You're right that you need `#undef strxfrm`. You're not right that this means you need to define it yourself. The requirement of the C standard is that any standard library function may *also* be defined as a macro. It's also valid to `#undef strxfrm` and then call `strxfrm`. There has to be a proper extern function declaration before the `#define` in the standard C header. The C standard allows any function to have a macro defined. It specifies precisely which APIs are macros per se and thus both *must* be macros (users can use `#ifdef` as a conformance check on the implementation) and *must be used* as macros (`#undef` by a user is a violation of the standard).
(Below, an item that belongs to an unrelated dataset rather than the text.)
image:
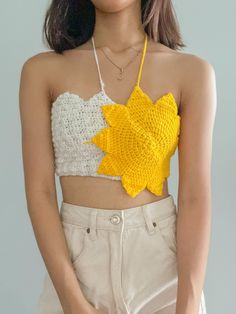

The "may be defined as macro" rule applies to all standard library functions that are specified as functions: it must be the case that using that macro has the semantics the standard specifies for that function, and it must also be the case that `#undef foo` (or `(foo)(args)` or other means of avoiding using the macro) does not change the semantics of using that function.
So it's entirely sufficient and entirely conforms with the C standard to write `#undef foo` before each and every use of `foo` in a libc++ header. That might not be the most fun way to maintain things, but it would be perfectly fine semantically and avoids error-prone complexities of getting a single `#undef foo` in exactly after `#include <foo.h>` (for some standard C function `foo` specified to be declared in standard C header `<foo.h>`).